Memorable Manitobans: Cecil Drummond “Cec” Muldrew (1923-2004)
Educator, community activist.
Born on 30 June 1923, son of teachers Alfred William Muldrew and Jessie Anne McTavish (1891-1983), he graduated from Provincial Normal School in 1941 and enlisted in the Royal Canadian Air Force, serving as a bomber pilot in the India-Burma operational theatre. Returning from military service, he became a noted peace activist, earned Science and Education degrees, and pursued a 34-year career in education.
He taught at Grandin School (1948-1949), John M. King School (1949-1952), Faraday School (1952-1957) and Machray School (1957-1961), and was Vice-Principal of Greenway School (1963-1965) and teacher at Sisler High School (1967-1968) prior to becoming Principal of Harrow School (1968-1975) and Vice-Principal of Earl Grey School (1980-1982).

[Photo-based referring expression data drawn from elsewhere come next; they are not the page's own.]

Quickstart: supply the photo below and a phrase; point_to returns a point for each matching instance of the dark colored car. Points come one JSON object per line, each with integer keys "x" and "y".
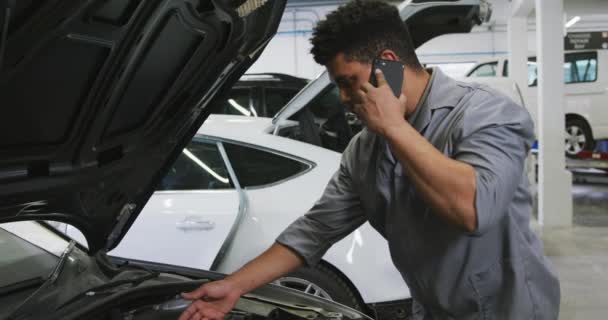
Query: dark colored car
{"x": 99, "y": 98}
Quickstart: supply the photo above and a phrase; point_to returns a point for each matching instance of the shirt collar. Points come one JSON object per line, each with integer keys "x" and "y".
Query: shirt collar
{"x": 438, "y": 93}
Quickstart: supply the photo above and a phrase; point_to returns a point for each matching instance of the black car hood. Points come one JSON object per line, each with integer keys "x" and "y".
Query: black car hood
{"x": 99, "y": 97}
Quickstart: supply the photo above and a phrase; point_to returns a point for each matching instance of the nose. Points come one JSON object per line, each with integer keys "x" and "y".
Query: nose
{"x": 344, "y": 97}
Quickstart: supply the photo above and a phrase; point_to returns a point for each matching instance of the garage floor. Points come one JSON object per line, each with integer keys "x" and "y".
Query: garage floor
{"x": 580, "y": 254}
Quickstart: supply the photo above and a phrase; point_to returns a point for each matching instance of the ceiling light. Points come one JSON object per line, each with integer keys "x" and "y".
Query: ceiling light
{"x": 572, "y": 21}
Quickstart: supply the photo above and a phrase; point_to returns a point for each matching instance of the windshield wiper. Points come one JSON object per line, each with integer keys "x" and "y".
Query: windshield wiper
{"x": 21, "y": 285}
{"x": 101, "y": 289}
{"x": 64, "y": 257}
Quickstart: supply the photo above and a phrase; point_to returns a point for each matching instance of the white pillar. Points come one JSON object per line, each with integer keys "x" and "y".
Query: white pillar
{"x": 555, "y": 183}
{"x": 518, "y": 50}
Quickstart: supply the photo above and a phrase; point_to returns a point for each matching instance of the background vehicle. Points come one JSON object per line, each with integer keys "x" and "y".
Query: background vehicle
{"x": 586, "y": 96}
{"x": 260, "y": 95}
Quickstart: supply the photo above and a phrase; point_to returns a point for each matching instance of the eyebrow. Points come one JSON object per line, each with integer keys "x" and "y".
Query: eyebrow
{"x": 340, "y": 79}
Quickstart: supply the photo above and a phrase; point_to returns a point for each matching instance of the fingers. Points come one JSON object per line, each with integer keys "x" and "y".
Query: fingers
{"x": 188, "y": 313}
{"x": 196, "y": 294}
{"x": 402, "y": 99}
{"x": 200, "y": 310}
{"x": 380, "y": 79}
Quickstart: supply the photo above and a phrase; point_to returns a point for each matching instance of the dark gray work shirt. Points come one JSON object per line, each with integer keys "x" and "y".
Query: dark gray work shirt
{"x": 497, "y": 272}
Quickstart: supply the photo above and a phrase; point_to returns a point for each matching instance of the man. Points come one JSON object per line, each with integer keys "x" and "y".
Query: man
{"x": 438, "y": 172}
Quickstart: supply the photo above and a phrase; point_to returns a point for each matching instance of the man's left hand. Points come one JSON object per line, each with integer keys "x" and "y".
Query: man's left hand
{"x": 379, "y": 108}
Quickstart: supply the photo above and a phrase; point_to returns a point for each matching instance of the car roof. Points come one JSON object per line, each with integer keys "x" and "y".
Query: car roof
{"x": 256, "y": 131}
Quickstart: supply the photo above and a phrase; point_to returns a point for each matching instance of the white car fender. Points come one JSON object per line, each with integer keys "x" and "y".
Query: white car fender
{"x": 362, "y": 257}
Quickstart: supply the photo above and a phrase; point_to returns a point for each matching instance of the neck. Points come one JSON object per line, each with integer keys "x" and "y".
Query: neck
{"x": 413, "y": 87}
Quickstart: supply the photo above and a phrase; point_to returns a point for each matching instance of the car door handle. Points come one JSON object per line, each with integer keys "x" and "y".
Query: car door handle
{"x": 195, "y": 224}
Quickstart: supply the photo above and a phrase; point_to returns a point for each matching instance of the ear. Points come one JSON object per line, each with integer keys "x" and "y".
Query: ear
{"x": 388, "y": 54}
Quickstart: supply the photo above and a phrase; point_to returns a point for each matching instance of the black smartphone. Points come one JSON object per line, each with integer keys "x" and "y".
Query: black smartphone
{"x": 393, "y": 73}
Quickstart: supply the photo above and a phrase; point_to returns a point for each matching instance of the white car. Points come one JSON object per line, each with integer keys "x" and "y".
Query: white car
{"x": 240, "y": 183}
{"x": 228, "y": 196}
{"x": 586, "y": 94}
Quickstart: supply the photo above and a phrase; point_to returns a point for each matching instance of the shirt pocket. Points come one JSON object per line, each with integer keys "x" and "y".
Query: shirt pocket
{"x": 502, "y": 292}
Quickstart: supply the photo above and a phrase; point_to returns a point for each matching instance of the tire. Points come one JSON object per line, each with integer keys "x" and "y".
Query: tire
{"x": 323, "y": 282}
{"x": 578, "y": 137}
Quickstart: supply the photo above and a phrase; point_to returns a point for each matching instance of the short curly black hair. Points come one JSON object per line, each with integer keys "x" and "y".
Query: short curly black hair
{"x": 362, "y": 29}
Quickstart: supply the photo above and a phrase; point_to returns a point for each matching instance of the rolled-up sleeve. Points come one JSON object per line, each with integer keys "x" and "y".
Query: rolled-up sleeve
{"x": 336, "y": 214}
{"x": 495, "y": 141}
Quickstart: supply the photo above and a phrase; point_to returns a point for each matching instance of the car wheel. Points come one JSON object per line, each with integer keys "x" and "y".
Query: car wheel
{"x": 578, "y": 137}
{"x": 322, "y": 282}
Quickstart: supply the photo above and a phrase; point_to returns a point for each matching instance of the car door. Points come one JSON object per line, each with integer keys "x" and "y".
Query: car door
{"x": 190, "y": 216}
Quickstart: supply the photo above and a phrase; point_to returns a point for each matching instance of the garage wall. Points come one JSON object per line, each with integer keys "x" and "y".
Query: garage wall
{"x": 288, "y": 52}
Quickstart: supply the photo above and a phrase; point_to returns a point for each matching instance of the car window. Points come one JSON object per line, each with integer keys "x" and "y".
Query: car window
{"x": 238, "y": 103}
{"x": 23, "y": 261}
{"x": 276, "y": 99}
{"x": 485, "y": 70}
{"x": 199, "y": 167}
{"x": 254, "y": 167}
{"x": 580, "y": 67}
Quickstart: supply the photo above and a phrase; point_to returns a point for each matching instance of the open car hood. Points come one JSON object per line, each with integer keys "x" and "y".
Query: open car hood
{"x": 99, "y": 97}
{"x": 426, "y": 20}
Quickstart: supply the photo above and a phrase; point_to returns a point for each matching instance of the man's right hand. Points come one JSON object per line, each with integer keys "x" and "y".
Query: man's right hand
{"x": 211, "y": 301}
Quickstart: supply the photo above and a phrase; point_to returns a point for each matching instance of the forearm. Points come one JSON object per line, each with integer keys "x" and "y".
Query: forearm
{"x": 448, "y": 185}
{"x": 275, "y": 262}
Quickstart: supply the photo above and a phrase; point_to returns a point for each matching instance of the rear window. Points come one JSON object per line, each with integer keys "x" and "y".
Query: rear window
{"x": 200, "y": 166}
{"x": 255, "y": 168}
{"x": 579, "y": 67}
{"x": 485, "y": 70}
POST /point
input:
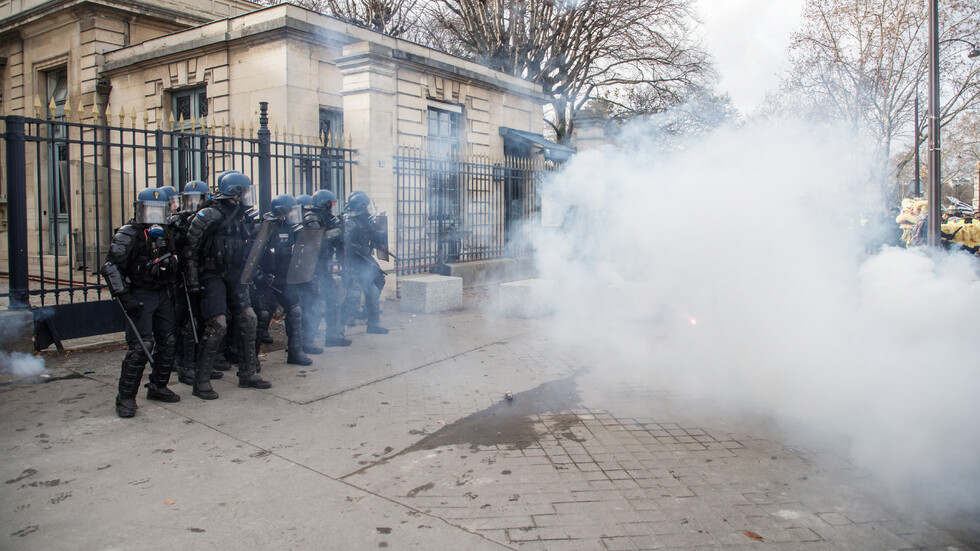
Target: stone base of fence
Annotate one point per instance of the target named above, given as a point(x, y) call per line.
point(17, 331)
point(482, 272)
point(431, 294)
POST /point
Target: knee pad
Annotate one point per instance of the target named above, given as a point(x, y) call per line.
point(247, 320)
point(216, 326)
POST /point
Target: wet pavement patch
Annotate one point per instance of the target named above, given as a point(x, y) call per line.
point(510, 423)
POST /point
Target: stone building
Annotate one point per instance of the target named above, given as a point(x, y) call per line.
point(187, 62)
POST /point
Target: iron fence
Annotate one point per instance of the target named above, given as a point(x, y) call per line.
point(463, 208)
point(70, 184)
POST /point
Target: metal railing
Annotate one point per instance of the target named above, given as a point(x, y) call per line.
point(70, 184)
point(463, 208)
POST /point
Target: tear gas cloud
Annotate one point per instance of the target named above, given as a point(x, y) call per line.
point(737, 269)
point(21, 365)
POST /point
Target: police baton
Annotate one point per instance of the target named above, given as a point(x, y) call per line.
point(190, 310)
point(136, 332)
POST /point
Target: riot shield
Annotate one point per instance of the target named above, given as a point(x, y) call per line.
point(381, 236)
point(258, 248)
point(306, 250)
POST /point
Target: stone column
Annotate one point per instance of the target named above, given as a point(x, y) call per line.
point(370, 102)
point(589, 130)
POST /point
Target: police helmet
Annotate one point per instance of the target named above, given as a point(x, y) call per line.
point(173, 198)
point(193, 196)
point(235, 185)
point(285, 207)
point(152, 206)
point(358, 202)
point(223, 175)
point(324, 199)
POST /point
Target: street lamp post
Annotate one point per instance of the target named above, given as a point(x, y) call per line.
point(933, 158)
point(934, 189)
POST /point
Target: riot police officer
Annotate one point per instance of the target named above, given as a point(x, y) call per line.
point(173, 199)
point(324, 297)
point(270, 281)
point(359, 238)
point(215, 256)
point(140, 269)
point(188, 305)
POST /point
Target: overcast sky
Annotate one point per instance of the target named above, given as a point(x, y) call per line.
point(748, 40)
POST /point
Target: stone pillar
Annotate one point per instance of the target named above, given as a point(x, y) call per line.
point(370, 104)
point(589, 130)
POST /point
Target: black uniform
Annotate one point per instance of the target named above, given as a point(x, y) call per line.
point(215, 256)
point(323, 296)
point(359, 234)
point(140, 271)
point(271, 289)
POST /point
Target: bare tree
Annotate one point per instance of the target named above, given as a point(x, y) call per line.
point(390, 17)
point(576, 49)
point(862, 62)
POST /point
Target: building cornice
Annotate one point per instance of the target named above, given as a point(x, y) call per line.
point(299, 23)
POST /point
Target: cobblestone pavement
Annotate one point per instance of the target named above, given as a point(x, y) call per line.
point(409, 441)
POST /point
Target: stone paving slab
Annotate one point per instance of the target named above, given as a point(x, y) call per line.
point(363, 450)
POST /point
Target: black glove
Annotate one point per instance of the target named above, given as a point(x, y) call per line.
point(192, 285)
point(132, 306)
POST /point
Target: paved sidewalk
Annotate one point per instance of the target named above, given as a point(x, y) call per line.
point(407, 441)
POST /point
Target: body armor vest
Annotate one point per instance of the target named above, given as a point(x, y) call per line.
point(153, 262)
point(225, 247)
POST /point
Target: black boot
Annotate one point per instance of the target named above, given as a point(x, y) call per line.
point(294, 338)
point(248, 376)
point(311, 348)
point(163, 363)
point(213, 335)
point(160, 393)
point(129, 380)
point(187, 365)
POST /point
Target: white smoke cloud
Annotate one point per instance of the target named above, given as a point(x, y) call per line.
point(21, 365)
point(736, 269)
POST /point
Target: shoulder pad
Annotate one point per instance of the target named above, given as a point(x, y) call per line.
point(210, 214)
point(127, 230)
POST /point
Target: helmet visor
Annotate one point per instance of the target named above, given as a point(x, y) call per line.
point(292, 216)
point(152, 212)
point(248, 196)
point(191, 202)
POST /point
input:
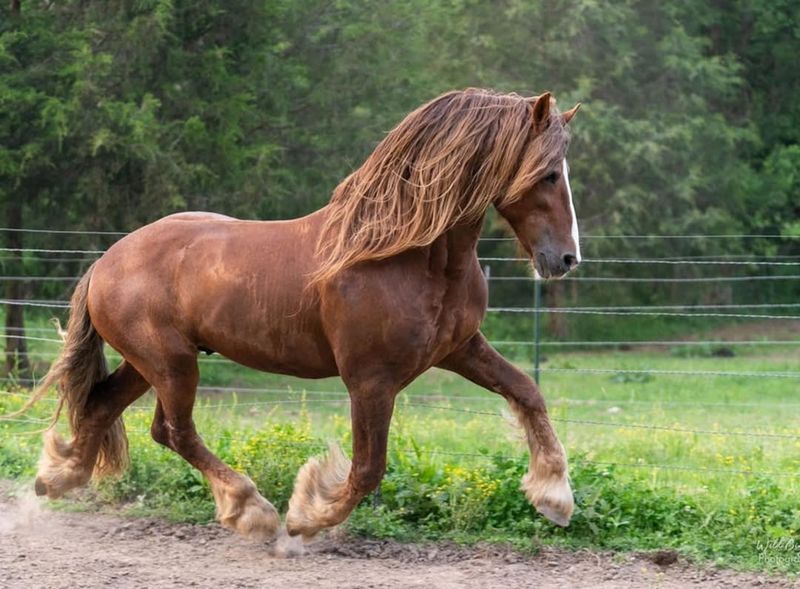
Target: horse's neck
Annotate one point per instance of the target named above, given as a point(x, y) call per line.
point(458, 247)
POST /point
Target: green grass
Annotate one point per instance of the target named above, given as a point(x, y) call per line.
point(636, 487)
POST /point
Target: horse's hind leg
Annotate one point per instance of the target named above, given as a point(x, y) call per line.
point(327, 491)
point(239, 505)
point(63, 465)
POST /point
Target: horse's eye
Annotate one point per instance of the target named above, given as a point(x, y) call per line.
point(552, 177)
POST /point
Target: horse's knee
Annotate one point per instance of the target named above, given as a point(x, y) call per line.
point(160, 433)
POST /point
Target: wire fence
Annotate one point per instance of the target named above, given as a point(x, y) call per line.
point(432, 402)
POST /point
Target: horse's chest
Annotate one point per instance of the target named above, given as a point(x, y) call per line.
point(457, 318)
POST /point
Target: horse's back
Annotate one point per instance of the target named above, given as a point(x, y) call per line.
point(202, 280)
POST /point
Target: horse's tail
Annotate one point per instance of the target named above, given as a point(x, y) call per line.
point(80, 366)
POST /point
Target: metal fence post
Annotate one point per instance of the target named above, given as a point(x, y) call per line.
point(537, 304)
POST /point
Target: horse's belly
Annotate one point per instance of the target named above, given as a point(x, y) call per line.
point(295, 355)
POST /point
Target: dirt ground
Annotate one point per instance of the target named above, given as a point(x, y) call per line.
point(45, 549)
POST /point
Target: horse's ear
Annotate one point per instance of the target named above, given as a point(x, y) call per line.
point(541, 111)
point(567, 115)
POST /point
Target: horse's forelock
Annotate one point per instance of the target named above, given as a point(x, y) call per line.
point(442, 165)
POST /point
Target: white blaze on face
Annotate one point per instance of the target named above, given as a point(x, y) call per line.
point(575, 236)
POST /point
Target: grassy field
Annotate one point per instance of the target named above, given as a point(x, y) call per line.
point(703, 463)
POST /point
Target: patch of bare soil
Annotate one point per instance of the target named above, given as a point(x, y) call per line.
point(45, 549)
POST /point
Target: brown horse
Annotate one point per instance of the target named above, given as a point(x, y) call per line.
point(378, 286)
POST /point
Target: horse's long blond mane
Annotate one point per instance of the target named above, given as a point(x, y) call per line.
point(443, 165)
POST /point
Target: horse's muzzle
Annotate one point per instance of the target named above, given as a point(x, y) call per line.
point(549, 265)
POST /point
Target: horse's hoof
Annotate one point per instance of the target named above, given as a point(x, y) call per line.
point(554, 515)
point(241, 508)
point(259, 520)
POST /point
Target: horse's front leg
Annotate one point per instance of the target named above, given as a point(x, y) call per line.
point(546, 484)
point(326, 491)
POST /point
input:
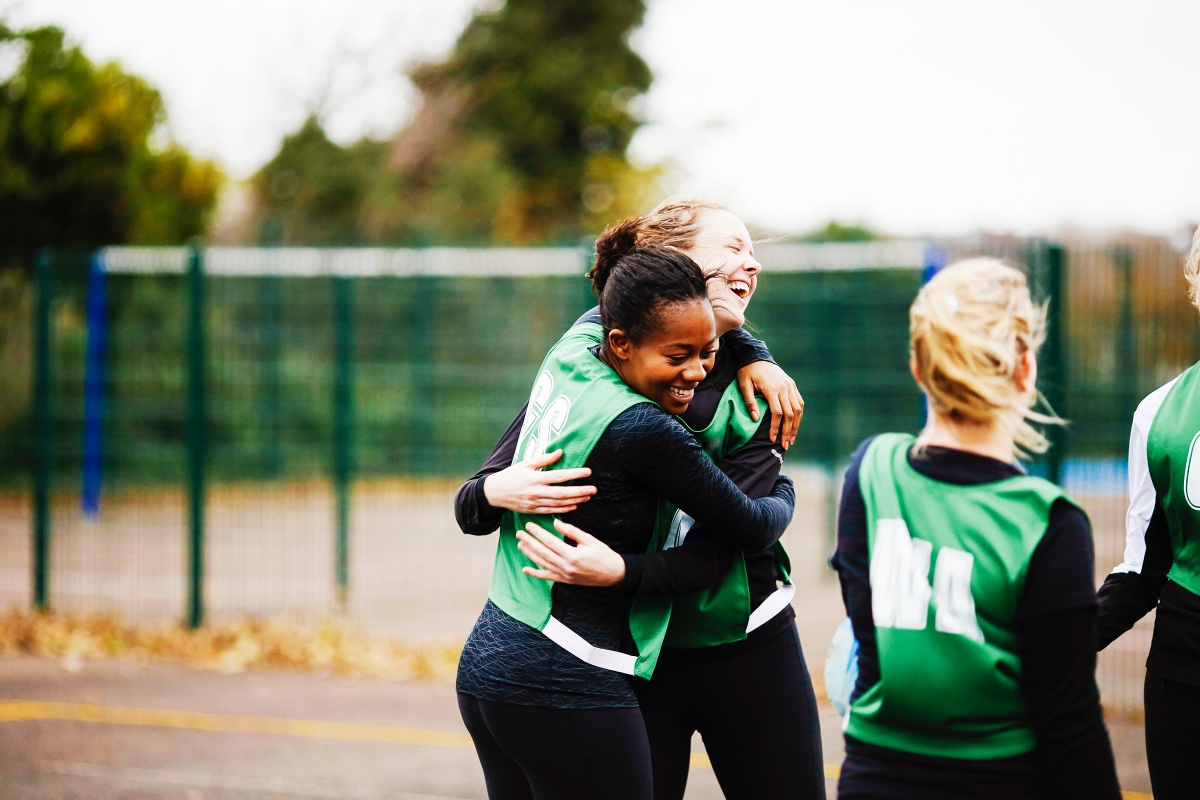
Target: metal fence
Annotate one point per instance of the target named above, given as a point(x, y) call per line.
point(216, 432)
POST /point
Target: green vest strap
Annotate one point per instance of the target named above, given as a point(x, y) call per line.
point(1173, 453)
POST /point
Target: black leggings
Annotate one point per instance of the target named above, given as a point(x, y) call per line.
point(534, 753)
point(1173, 737)
point(755, 709)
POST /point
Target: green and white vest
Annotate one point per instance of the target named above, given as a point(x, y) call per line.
point(1173, 451)
point(947, 571)
point(574, 400)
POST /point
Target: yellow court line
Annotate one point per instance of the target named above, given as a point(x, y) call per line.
point(16, 710)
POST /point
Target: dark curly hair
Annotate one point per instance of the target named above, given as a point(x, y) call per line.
point(640, 283)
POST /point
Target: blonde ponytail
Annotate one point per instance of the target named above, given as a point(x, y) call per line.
point(969, 331)
point(1192, 270)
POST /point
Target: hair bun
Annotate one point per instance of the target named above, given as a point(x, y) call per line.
point(615, 242)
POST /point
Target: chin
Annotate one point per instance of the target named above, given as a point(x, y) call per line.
point(727, 320)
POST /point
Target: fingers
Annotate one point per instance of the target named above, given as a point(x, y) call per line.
point(539, 573)
point(777, 415)
point(571, 531)
point(539, 553)
point(745, 385)
point(545, 459)
point(563, 475)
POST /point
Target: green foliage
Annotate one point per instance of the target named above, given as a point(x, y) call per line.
point(835, 232)
point(76, 161)
point(521, 138)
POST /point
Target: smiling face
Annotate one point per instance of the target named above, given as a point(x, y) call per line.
point(670, 361)
point(725, 253)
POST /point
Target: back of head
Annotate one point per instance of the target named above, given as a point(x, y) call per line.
point(645, 281)
point(673, 223)
point(1192, 270)
point(969, 330)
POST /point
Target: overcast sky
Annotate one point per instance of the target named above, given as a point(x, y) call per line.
point(913, 116)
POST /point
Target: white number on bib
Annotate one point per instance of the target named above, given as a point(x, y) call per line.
point(899, 577)
point(1192, 474)
point(549, 421)
point(900, 590)
point(952, 594)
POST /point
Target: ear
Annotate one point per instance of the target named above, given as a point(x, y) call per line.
point(619, 344)
point(1026, 374)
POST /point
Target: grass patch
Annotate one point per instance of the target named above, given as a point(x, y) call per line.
point(232, 647)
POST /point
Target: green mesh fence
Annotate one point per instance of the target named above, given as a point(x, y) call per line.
point(348, 392)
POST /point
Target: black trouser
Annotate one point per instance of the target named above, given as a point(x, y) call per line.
point(1173, 737)
point(534, 753)
point(755, 709)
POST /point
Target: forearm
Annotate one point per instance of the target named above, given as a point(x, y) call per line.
point(1125, 599)
point(743, 348)
point(694, 566)
point(474, 513)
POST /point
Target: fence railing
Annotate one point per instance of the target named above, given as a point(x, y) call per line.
point(197, 433)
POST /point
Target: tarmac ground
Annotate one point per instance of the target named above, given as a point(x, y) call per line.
point(123, 731)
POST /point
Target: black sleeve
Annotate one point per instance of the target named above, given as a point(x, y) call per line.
point(1062, 567)
point(852, 563)
point(592, 316)
point(706, 555)
point(474, 513)
point(1059, 660)
point(1056, 637)
point(1128, 596)
point(665, 457)
point(743, 348)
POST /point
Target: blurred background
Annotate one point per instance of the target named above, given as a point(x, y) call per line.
point(275, 275)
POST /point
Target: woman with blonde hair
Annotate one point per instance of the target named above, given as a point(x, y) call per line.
point(1162, 567)
point(969, 583)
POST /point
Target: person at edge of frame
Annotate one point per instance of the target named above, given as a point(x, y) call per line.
point(1162, 567)
point(544, 679)
point(732, 666)
point(969, 583)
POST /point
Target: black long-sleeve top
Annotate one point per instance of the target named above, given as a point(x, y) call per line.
point(1056, 637)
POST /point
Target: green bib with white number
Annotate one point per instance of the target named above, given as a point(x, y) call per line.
point(575, 398)
point(947, 571)
point(1173, 451)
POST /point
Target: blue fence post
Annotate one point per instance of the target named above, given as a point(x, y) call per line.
point(935, 262)
point(43, 431)
point(94, 388)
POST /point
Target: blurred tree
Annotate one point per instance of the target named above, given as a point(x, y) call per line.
point(312, 191)
point(77, 161)
point(838, 232)
point(520, 138)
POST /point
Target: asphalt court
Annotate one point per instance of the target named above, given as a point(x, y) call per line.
point(118, 731)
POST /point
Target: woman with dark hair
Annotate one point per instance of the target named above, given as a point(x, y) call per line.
point(543, 680)
point(732, 666)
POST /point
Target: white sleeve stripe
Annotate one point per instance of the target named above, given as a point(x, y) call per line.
point(1141, 488)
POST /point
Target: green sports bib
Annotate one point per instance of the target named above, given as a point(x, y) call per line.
point(947, 571)
point(1173, 452)
point(573, 402)
point(721, 614)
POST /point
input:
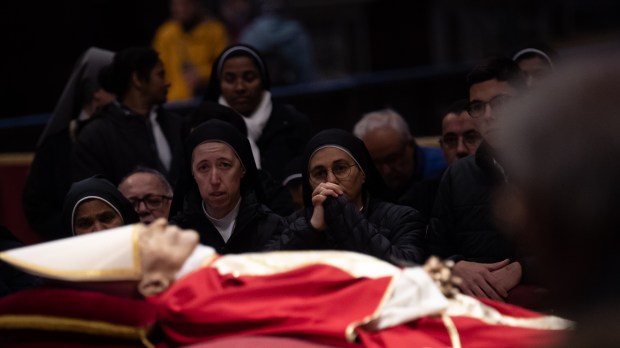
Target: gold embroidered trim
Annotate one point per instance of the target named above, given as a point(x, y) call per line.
point(453, 332)
point(92, 327)
point(350, 334)
point(131, 273)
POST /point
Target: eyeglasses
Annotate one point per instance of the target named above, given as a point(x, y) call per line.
point(150, 201)
point(469, 138)
point(340, 170)
point(476, 109)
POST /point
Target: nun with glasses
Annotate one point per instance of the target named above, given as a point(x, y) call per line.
point(277, 132)
point(342, 192)
point(224, 199)
point(95, 204)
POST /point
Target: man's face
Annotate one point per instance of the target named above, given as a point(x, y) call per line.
point(490, 95)
point(93, 215)
point(459, 136)
point(149, 196)
point(218, 173)
point(156, 88)
point(164, 249)
point(241, 85)
point(392, 155)
point(339, 168)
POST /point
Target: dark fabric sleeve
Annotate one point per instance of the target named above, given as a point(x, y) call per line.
point(397, 237)
point(278, 199)
point(441, 225)
point(12, 279)
point(89, 155)
point(46, 186)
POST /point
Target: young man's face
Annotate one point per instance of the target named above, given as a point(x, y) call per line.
point(459, 136)
point(489, 96)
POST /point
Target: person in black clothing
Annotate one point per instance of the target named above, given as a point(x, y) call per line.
point(462, 226)
point(277, 197)
point(224, 199)
point(136, 130)
point(94, 204)
point(460, 138)
point(561, 148)
point(240, 80)
point(344, 207)
point(12, 279)
point(49, 177)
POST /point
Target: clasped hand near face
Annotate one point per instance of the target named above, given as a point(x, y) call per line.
point(319, 195)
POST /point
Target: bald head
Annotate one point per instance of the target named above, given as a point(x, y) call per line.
point(149, 192)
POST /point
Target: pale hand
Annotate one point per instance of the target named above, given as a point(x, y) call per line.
point(319, 195)
point(479, 280)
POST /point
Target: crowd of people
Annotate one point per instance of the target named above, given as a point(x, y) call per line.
point(521, 182)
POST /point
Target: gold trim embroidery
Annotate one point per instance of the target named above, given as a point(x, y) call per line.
point(350, 334)
point(92, 327)
point(130, 273)
point(453, 332)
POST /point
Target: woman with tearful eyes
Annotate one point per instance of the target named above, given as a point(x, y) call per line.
point(224, 199)
point(342, 193)
point(93, 205)
point(277, 132)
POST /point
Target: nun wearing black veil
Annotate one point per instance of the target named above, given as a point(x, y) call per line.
point(224, 198)
point(342, 192)
point(49, 180)
point(277, 132)
point(95, 204)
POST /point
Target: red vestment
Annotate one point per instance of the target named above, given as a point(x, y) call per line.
point(322, 304)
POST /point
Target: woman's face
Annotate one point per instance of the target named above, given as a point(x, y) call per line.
point(95, 215)
point(338, 168)
point(218, 172)
point(241, 84)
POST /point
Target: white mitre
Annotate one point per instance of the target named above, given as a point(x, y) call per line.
point(110, 255)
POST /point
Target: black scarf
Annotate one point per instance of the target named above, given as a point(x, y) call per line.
point(373, 184)
point(98, 188)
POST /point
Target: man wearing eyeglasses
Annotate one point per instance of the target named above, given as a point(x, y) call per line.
point(149, 192)
point(463, 226)
point(460, 136)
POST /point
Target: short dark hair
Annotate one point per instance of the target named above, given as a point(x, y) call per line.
point(139, 60)
point(497, 68)
point(456, 107)
point(155, 172)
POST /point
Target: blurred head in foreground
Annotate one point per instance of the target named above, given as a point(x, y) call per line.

He served on the University of Winnipeg Board of Regents, Canadian Red Cross Manitoba Division Board, and was a founder of the Manitoba Science Fairs, Secretary of the Winnipeg Teachers’ Association, as well as President of Science Teachers’ Association, Outdoor Education Association, Veterans Against Nuclear Arms (Manitoba Branch, also national newsletter editor), and World Federalist Movement. He also worked at the Curriculum Branch during several leaves of absence, hosted a community TV program “For A Better World,” was a 25-year Financial Secretary of the Unitarian Church, and was active in other community endeavours.
He was awarded the Pioneer Award (1994) for 50 years of volunteer service, Global Citizenship Award from the United Nations (1995), and YMCA Peacemaker of the Year (1999). He was twice-married, first to school teacher Eva Mae Harvey (c1923-1984), with whom he had three children, and in 2002, to Margaret Maier.
He died at Winnipeg on 6 September 2004.
“Three U of W Regents named,” Winnipeg Free Press, 27 June 1975, page 23.
Obituary [Eva Mae Muldrew], Winnipeg Free Press, 5 July 1984, page 40.
“War hero led to passion for peace,” Winnipeg Free Press, 9 September 2004, page A5.
Obituary, Winnipeg Free Press, 9 September 2004, page 24.
“They will live on in memory,” Winnipeg Free Press, 31 December 2004, page B5.